5 Character and String Conversion

There are some convenience functions provided to convert from vanilla Common Lisp characters and strings to rune and rod objects.

[Function] rod-string rod &optional (default-char *invalid-rune*): Turns the rod rod into a Common Lisp string. default-char is as for rune-char.

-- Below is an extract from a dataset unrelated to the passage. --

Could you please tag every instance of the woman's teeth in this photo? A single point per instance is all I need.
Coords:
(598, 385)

[Function] string-rod string: Converts the Common Lisp string string into a rod.

6 Syntax

[Syntax] #/…

This syntax is used to read a rune. It is similar to the Common Lisp #\… syntax.

#/U+nnnn

#xnnnn

rune with the code nnnn hexadecimal

The following semi-standard rune names are defined:

`#/Null`	`#x0000`
`#/Space`	`#x0020`
`#/Newline`	`#x000A`
`#/Return`	`#x000D`
`#/Tab`	`#x0009`
`#/Page`	`#x000C`

The following ASCII runes are defined:

`#/nul`	`#x0000`	null character
`#/soh`	`#x0001`	start of header
`#/stx`	`#x0002`	start of text
`#/etx`	`#x0003`	end of text
`#/eot`	`#x0004`	end of transmission
`#/enq`	`#x0005`	enquiry
`#/ack`	`#x0006`	acknowledgment
`#/bel`	`#x0007`	bell
`#/bs`	`#x0008`	backspace
`#/ht`	`#x0009`	horizontal tab
`#/lf`	`#x000A`	line feed
`#/vt`	`#x000B`	vertical tab
`#/ff`	`#x000C`	form feed
`#/cr`	`#x000D`	carriage return
`#/so`	`#x000E`	shift out
`#/si`	`#x000F`	shift in
`#/dle`	`#x0010`	data link escape
`#/dc1`	`#x0011`	device control 1
`#/dc2`	`#x0012`	device control 2
`#/dc3`	`#x0013`	device control 3
`#/dc4`	`#x0014`	device control 4
`#/nak`	`#x0015`	negative acknowledgement
`#/syn`	`#x0016`	synchronous idle
`#/etb`	`#x0017`	end of transmission block
`#/can`	`#x0018`	cancel
`#/em`	`#x0019`	end of medium
`#/sub`	`#x001A`	substitute
`#/esc`	`#x001B`	escape
`#/fs`	`#x001C`	file separator
`#/gs`	`#x001D`	group separator
`#/rs`	`#x001E`	record separator
`#/us`	`#x001F`	unit separator
`#/del`	`#x007F`	delete

Additional control characters:

`#/nbsp`	`#x00A0`	non breakable space
`#/shy`	`#x00A0`	soft hyphen

[Syntax] #"…": The printed representation of a rod is #" the runes and then another ". A double quote character is escaped by "\".